The precise deletion sequence locus was determined using PCR with primers designed based on the NGS results, GCTTTTTCTCCTAAATTCTCTGG (forward) and TCAGCCATCTTTGTTGTTTCC (reverse) (Figure 3C). PCR was performed according to standard protocols. The reaction mixture consisted of 2.5 μl 10x PCR buffer, 2.5 μl 50 mM MgCl2, 2.5 μl 10 mM dNTP mix, 1.0 μl (100 ng) of each forward and reverse primer, 0.5 μl (2.5 U) Taq polymerase, 14 μl PCR-grade water und 100 ng template DNA. PCR amplification was carried out with an initial denaturation step at 94°C for 3 min, 35 cycles of 94°C for 30 sec, primer-specific annealing temperature of 55°C for 30 sec, 72°C for 60 sec and a final extension step at 72°C for 10 min. Following Exo/SAP digestion, PCR products were sequenced using the CEQ DTCS Quick Start Kit (Beckman Coulter, Krefeld, Germany) and separated on a Beckman Coulter CEQ 8000 Genetic Analysis System. Sequencing data were analysed using the BLAST program (http://​www.​ensembl.​org/​Homo_​sapiens/​blastview and http://​www.​ncbi.​nlm.​nih.​gov/​BLAST).

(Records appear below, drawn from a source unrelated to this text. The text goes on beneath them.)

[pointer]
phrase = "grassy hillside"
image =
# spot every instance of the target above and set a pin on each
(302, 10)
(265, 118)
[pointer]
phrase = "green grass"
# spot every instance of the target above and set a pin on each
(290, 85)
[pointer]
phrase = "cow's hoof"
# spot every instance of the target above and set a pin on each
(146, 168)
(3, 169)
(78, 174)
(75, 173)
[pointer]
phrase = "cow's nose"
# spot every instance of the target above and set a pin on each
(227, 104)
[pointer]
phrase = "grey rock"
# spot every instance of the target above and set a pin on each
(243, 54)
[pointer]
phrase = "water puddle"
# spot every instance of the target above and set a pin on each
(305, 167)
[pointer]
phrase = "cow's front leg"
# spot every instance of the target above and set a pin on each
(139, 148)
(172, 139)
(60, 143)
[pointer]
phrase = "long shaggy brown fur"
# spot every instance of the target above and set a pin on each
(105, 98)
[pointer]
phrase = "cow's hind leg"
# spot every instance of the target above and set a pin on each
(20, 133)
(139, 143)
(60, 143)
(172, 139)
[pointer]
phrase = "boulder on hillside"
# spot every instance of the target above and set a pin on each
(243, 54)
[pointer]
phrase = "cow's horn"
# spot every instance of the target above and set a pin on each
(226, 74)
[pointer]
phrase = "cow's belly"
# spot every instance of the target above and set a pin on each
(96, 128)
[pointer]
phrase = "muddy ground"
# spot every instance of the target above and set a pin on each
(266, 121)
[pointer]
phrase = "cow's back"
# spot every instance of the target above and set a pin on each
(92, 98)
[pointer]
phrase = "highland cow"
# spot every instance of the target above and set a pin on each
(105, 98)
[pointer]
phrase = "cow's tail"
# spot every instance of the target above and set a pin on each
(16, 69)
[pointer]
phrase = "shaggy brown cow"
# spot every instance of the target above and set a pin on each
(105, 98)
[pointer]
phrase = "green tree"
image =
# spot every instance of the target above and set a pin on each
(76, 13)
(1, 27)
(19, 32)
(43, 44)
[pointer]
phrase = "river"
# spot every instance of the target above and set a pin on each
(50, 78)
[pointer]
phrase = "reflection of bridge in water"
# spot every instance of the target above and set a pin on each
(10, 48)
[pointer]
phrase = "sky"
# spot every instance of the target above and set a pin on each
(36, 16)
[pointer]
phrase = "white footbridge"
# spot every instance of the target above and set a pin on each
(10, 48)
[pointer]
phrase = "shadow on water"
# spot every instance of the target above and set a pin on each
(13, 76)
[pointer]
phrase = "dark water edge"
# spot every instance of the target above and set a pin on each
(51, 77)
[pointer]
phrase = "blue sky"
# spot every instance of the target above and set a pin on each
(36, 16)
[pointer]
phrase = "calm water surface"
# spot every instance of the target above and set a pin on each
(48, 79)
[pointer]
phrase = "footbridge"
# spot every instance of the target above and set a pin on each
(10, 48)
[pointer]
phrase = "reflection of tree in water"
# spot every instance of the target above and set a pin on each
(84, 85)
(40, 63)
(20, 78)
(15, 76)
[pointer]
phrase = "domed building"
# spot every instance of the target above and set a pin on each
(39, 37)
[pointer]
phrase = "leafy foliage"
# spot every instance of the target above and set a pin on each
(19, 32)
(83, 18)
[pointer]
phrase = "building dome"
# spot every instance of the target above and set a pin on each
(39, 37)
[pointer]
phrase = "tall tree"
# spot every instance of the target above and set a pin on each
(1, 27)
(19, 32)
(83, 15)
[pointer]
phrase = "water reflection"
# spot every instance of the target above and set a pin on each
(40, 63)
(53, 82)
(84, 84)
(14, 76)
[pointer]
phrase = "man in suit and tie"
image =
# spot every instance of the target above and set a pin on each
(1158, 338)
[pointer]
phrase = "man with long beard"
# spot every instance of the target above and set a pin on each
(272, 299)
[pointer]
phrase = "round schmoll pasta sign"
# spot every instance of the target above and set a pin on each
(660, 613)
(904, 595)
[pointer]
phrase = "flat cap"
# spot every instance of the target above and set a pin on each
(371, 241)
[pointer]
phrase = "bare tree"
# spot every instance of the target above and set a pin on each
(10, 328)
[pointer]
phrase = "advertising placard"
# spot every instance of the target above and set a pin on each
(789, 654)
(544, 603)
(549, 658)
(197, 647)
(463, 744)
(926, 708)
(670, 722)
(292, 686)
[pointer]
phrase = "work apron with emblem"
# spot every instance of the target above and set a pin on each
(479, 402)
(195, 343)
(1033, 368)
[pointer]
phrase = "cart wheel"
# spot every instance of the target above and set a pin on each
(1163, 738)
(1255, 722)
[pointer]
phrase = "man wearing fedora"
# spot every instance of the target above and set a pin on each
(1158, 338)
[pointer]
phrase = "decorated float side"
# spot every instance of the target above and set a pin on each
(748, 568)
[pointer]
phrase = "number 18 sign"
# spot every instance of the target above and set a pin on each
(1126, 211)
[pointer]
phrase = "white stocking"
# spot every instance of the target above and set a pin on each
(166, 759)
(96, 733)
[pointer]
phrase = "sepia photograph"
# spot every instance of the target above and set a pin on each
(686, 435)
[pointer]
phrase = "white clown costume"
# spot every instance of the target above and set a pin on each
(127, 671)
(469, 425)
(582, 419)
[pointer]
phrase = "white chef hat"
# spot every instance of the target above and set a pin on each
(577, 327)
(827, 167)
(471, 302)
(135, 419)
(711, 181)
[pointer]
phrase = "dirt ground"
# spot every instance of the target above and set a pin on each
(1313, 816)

Microarray analysis showed a homozygous deletion arr 5q31.1(134,764,990–134,875,777)x0 (GRCh37/hg19, ISCN2009) in the patient and identical but heterozygous deletions in the parents (Figure 4). The deletions were confirmed using qPCR. The proximal breakpoint on chromosome 5q31.1 was identified between 134,764,553 and 134,764,990 bp and the distal breakpoint between 134,875,777 and 134,881,349 bp (GRCh37/hg19), indicating a deletion size between 110,787 bp (minimum size) and 116,796 bp (maximum size) by microarray analysis (6,009 bp uncertainty).

Based on the NGS data for chromosome 5 (Figure 3), the proximal and distal breakpoint on 5q31 mapped between 134,764,588 and 134,764,722 bp (GRCh37/hg19) and 134,879,972 and 134,880,106 bp (p ≤ 0.05), respectively, indicating a deletion sized between 114,922 bp and 115,518 bp (269 bp uncertainty). By use of a breakpoint spanning PCR, we then mapped the precise breakpoints to 134,764,601 bp (last preserved base, proximal breakpoint) and 134,879,936 bp (first preserved base, distal breakpoint), indicating a deletion size of (exactly) 115,334 kb. The finding matched well with the approximate deletion interval established by microarray analysis and confirmed that the deletion interval comprised three genes, NEUROG1, TIFAB and DCNP 1, encompassing all exons and likely the corresponding promotor regions (Figure 4).